Der Eintritt in die Ausstellung erfolgt im wahrsten Sinne über den Grund und Boden Berlins: Eine fünf mal sechs Meter große Karte der Hauptstadt ziert das Fundament des Eingangsbereichs. Auf dem weißen Umriss der Stadt sind verstreut bunte Flecken eingezeichnet. Was auf den ersten Blick nach Konfetti aussieht, ist bei näherem Hinsehen weniger feierlich: Es ist die »Kartografie der Privatisierung«. Die dazu gehörende statistische Auswertung zeigt das Ausmaß von drei Jahrzehnten neoliberaler Wohnungs- und Bodenpolitik. »Der Befund ist erschreckend«, sagt Anh-Linh Ngo, Mitkurator der Ausstellung. Demnach sind rund 7700 landeseigene Grundstücke seit der Wende in private Hände übergegangen. Zusammengerechnet ergebe das eine Fläche von 21 Quadratkilometern. »Wenn in 30 Jahren eine Fläche in der Größe des Bezirks Friedrichshain-Kreuzberg privatisiert wurde, braucht man sich nicht darüber wundern, dass wir jetzt über Verknappung sprechen«, findet Ngo. Trotz der Aktualität des Themas im Stadtdiskurs, so der Architekt, gleiche die Bodenpolitik in Berlin einer Black Box: »Es war sehr schwierig, die Informationen aufzutreiben«, sagt er. Den Datenbestand verdanke man der Stadtforscherin Florine Schüschke. Mit dieser Arbeit wurde erstmals eine Gesamtdarstellung geschaffen, die als Diskussionsgrundlage dienen kann. Die Datenanalyse zeige, wie groß das Problem sei, so der Kurator. Darum ist die Ausstellung um ein mehrteiliges Diskursprogramm ergänzt. Vertreter*innen aus Politik, Architektur und Kunst werden die »Mythen des Marktes, der Geschichte und der Kreativität« diskutieren, darunter die stadtentwicklungspolitische Sprecherin der Linksfraktion, Katalin Gennburg, sowie der Stadtsoziologe Andrej Holm.

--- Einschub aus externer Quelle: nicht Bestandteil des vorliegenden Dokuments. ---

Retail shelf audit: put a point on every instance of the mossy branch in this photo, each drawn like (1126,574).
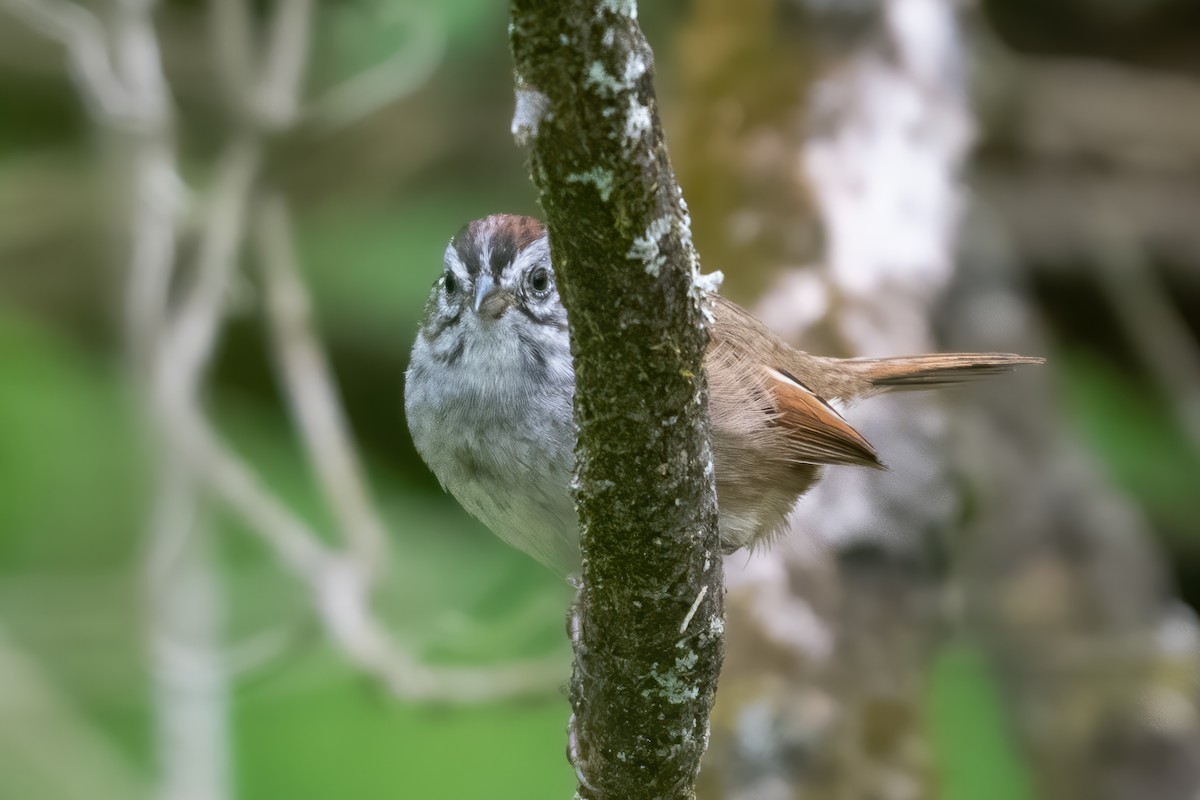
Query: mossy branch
(649,617)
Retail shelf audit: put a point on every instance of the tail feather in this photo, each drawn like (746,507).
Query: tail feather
(934,371)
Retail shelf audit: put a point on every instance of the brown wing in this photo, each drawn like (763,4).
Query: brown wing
(816,432)
(760,403)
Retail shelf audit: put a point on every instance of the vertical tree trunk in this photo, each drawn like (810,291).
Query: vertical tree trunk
(649,617)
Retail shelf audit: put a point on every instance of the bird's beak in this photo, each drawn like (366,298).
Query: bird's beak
(491,301)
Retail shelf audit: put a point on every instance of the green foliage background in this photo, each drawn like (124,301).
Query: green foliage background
(376,208)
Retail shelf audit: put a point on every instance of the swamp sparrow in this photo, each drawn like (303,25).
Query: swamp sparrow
(489,397)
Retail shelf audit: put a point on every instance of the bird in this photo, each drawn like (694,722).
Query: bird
(490,386)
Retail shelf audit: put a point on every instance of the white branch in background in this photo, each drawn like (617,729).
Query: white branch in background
(84,38)
(279,89)
(310,386)
(118,68)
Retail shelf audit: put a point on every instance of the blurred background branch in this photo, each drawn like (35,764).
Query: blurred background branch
(1020,635)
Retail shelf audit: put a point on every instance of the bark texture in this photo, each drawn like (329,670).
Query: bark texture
(648,625)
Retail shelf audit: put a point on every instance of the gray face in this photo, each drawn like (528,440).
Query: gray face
(490,386)
(496,295)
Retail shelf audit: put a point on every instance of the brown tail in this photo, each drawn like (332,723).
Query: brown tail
(934,371)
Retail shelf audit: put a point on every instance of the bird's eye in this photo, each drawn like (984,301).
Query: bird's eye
(539,280)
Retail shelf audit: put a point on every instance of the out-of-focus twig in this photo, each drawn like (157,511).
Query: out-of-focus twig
(85,41)
(42,726)
(279,89)
(309,383)
(1155,328)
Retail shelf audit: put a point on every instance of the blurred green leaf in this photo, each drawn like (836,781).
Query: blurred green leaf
(976,753)
(1135,434)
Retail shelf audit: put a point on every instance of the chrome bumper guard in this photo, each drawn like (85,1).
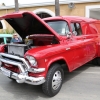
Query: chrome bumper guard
(22,77)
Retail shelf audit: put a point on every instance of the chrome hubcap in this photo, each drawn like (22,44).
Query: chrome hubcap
(56,81)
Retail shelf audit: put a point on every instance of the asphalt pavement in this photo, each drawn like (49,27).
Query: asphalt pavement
(81,84)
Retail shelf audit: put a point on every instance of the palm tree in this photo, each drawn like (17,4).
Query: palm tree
(57,8)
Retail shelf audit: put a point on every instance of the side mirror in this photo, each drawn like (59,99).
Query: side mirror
(69,35)
(1,27)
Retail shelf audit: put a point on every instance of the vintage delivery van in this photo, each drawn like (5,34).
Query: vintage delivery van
(51,42)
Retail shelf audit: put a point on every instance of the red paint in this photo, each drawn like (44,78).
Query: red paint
(75,51)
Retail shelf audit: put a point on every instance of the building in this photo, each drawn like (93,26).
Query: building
(85,8)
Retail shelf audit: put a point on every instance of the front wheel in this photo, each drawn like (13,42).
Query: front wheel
(54,80)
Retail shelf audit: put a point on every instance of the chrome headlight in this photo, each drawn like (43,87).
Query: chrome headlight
(31,60)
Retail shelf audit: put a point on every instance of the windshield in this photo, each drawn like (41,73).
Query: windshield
(61,27)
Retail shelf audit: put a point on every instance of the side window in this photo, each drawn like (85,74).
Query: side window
(76,29)
(1,40)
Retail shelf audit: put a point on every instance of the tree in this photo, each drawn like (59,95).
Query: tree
(16,5)
(57,8)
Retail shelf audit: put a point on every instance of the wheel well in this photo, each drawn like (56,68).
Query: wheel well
(62,63)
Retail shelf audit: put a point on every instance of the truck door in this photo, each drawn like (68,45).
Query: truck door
(83,45)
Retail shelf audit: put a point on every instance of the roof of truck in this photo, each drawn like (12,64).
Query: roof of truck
(71,18)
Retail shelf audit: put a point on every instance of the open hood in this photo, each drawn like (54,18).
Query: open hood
(27,23)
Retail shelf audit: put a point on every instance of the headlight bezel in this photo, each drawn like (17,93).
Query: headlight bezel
(31,60)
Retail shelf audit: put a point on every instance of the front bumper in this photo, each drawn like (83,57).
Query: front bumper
(23,77)
(24,68)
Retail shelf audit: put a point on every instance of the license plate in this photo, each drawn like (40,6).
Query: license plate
(6,72)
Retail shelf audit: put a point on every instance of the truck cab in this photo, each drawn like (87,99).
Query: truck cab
(47,45)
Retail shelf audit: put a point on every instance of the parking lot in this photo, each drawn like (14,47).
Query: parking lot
(81,84)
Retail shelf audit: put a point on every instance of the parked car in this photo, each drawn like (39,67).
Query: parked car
(55,41)
(5,38)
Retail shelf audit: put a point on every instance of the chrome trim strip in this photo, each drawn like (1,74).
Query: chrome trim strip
(16,57)
(20,65)
(13,63)
(24,78)
(34,70)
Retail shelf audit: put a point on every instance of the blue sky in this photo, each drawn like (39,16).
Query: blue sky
(11,2)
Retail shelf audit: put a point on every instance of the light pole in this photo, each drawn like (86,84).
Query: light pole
(16,5)
(57,8)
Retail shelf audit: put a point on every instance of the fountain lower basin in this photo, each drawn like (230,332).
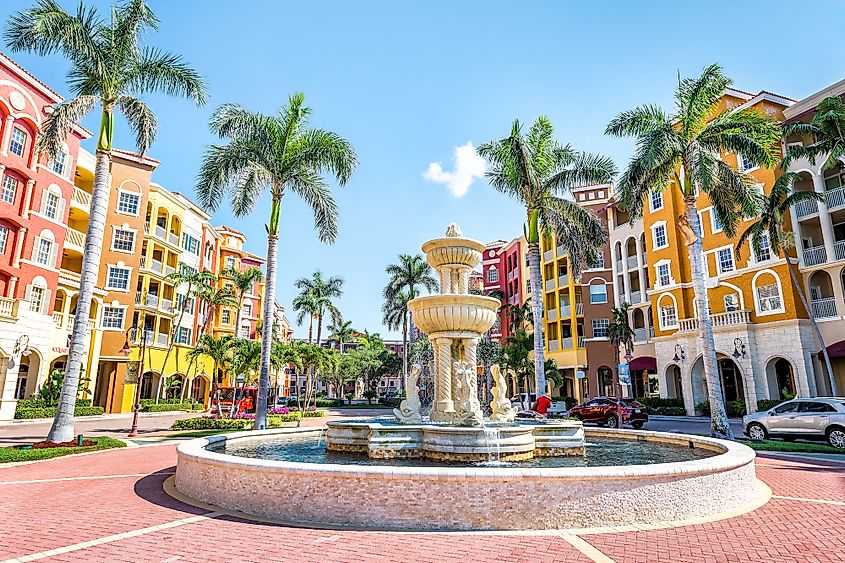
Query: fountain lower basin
(397,495)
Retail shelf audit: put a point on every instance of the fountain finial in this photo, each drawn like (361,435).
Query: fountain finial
(453,230)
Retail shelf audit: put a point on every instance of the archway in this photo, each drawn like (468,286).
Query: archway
(781,379)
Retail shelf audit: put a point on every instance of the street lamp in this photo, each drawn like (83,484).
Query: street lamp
(132,334)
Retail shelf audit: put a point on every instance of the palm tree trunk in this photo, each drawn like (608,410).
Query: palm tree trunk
(62,428)
(537,309)
(828,368)
(267,335)
(719,425)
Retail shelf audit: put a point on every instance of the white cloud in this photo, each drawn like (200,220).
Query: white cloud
(468,167)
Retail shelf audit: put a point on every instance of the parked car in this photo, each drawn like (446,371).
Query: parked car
(604,410)
(819,418)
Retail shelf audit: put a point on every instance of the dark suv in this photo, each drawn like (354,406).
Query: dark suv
(604,410)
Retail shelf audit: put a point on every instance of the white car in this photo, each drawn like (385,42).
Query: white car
(817,418)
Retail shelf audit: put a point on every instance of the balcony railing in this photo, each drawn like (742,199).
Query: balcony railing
(814,255)
(730,318)
(835,198)
(824,308)
(806,208)
(81,198)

Es ist kein Geheimnis: Die Privatisierungspolitik der Nachwendejahre hat tiefe Spuren hinterlassen. Sie bewirkt Verdrängung auf dem Wohnungsmarkt, aber auch innerhalb der Stadtgeschichte. Der Architekturstil, der Berlins Neubauten im Schein vergangener Epochen auftreten ließ, knüpft, so Kurator Ngo, an die Vorkriegszeit an, »als hätte es die Zäsur durch die Nazis nicht gegeben«. Das historisierte Bauen sei der Versuch, die Stadtgeschichte des wiedervereinigten Berlins architektonisch zu überschreiben. So habe die Marktwirtschaft den Sozialismus auch aus dem Stadtbild verdrängt, beispielhaft zu sehen an Bauwerken der DDR-Moderne wie dem Palast der Republik.

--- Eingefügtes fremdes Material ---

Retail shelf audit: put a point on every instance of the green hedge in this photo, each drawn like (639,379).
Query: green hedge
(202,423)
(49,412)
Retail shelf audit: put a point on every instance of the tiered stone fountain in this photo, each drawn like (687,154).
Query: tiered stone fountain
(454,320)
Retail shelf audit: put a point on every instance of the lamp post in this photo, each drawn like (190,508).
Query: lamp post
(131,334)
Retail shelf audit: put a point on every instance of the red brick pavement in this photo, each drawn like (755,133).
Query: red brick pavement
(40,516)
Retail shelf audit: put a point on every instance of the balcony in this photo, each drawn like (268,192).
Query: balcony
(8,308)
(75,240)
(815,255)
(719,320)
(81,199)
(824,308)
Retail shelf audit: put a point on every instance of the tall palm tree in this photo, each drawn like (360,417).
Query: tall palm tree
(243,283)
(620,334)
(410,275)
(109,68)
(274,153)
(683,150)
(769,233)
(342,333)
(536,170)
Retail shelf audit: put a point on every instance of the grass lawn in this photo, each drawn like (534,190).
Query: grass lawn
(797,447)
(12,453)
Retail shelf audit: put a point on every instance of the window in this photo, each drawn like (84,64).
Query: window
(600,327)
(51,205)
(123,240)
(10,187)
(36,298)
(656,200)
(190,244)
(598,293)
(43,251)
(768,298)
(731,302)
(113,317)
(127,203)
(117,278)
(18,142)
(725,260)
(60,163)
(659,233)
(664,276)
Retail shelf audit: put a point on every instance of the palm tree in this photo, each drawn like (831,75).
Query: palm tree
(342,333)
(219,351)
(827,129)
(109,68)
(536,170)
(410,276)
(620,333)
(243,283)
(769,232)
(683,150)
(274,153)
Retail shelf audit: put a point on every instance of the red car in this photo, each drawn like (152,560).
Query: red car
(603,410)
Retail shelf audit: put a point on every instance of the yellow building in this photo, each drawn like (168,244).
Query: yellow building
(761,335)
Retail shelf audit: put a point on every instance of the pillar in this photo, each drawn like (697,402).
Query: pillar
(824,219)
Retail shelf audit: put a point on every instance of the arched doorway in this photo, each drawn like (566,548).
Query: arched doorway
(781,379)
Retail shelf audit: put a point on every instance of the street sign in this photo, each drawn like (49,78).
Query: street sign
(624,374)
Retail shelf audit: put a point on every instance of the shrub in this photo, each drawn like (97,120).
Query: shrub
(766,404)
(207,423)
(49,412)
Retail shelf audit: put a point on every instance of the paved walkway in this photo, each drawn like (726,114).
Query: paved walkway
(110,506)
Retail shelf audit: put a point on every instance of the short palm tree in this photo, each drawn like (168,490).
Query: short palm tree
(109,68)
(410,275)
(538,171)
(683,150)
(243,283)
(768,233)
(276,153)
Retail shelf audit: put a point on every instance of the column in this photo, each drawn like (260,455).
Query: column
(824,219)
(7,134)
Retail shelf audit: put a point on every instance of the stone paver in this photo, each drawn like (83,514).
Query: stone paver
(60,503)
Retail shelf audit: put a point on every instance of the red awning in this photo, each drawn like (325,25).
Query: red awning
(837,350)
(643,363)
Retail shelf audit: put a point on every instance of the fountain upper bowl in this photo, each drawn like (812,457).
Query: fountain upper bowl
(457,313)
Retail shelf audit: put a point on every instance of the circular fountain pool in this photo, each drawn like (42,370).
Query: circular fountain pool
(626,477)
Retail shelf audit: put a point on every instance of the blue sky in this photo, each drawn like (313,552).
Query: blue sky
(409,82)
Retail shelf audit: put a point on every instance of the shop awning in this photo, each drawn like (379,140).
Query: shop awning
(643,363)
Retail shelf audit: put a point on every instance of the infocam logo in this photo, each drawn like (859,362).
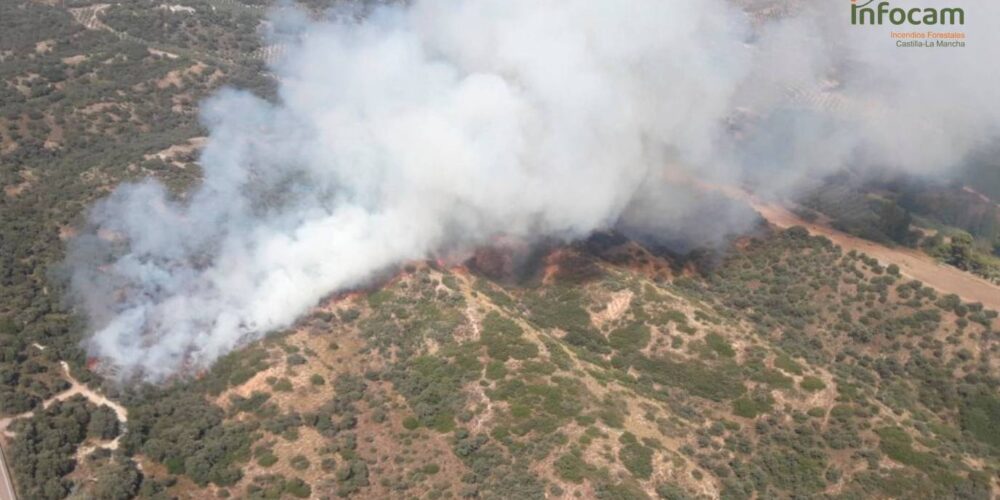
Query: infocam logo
(883,12)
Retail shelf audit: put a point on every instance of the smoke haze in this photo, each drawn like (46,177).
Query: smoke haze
(438,126)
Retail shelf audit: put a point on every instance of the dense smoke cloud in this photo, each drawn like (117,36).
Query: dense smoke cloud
(439,126)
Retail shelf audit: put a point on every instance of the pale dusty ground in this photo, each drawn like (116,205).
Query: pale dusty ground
(912,263)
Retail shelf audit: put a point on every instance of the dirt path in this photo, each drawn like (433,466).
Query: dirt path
(76,388)
(912,263)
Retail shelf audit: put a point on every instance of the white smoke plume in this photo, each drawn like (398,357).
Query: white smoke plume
(440,125)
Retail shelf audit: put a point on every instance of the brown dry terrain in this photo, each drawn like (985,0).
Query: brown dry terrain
(911,262)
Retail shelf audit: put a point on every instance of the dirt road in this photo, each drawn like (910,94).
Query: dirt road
(76,388)
(912,263)
(6,486)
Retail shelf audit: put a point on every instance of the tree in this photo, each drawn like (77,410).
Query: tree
(118,480)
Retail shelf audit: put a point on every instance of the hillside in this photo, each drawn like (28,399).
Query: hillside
(785,368)
(777,365)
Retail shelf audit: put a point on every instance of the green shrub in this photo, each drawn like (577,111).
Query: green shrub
(812,384)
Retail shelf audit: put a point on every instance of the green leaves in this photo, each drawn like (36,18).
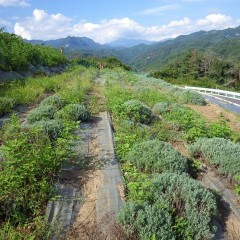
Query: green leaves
(18,55)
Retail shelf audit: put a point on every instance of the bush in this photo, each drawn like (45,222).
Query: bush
(52,128)
(220,152)
(188,200)
(29,165)
(6,105)
(174,207)
(157,156)
(163,107)
(54,101)
(149,222)
(188,96)
(137,111)
(73,112)
(41,113)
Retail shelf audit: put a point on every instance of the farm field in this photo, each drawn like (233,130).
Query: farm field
(163,139)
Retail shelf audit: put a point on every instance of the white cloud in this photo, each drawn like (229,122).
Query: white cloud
(14,3)
(4,23)
(52,26)
(159,10)
(43,26)
(215,21)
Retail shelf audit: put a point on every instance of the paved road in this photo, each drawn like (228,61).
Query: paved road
(223,103)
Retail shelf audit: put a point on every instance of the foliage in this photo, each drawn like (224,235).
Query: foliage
(41,113)
(16,55)
(6,105)
(73,112)
(220,152)
(54,101)
(25,180)
(187,198)
(156,156)
(181,202)
(148,221)
(137,111)
(53,128)
(181,95)
(194,126)
(191,97)
(200,68)
(163,107)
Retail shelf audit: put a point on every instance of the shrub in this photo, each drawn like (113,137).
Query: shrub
(41,113)
(54,101)
(188,96)
(163,107)
(221,152)
(137,111)
(188,200)
(53,128)
(149,222)
(175,207)
(73,112)
(156,156)
(6,105)
(30,162)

Das Image Berlins durchlief auch deshalb eine vermeintliche Aufwertung, um der vereinten Stadt ein kosmopolitisches Antlitz zu verleihen. Die Stadtpolitik versuchte, mittels einer gezielten Inwertsetzung von Subund Gegenkulturen, den Mythos vom kreativen Berlin zu überhöhen und die Stadt als einen globalen Sehnsuchtsort zu etablieren. Angesichts mangelnder Industrie fand unter dem Motto »Arm, aber sexy« »eine Inwertsetzung von Kultur für ökonomische Zwecke« statt, erklärt Ngo. Diese habe gleichzeitig einen Prozess des »Kannibalismus« provoziert: Durch das kreative Aushängeschild der Stadt werden die Kunstschaffenden selbst verdrängt.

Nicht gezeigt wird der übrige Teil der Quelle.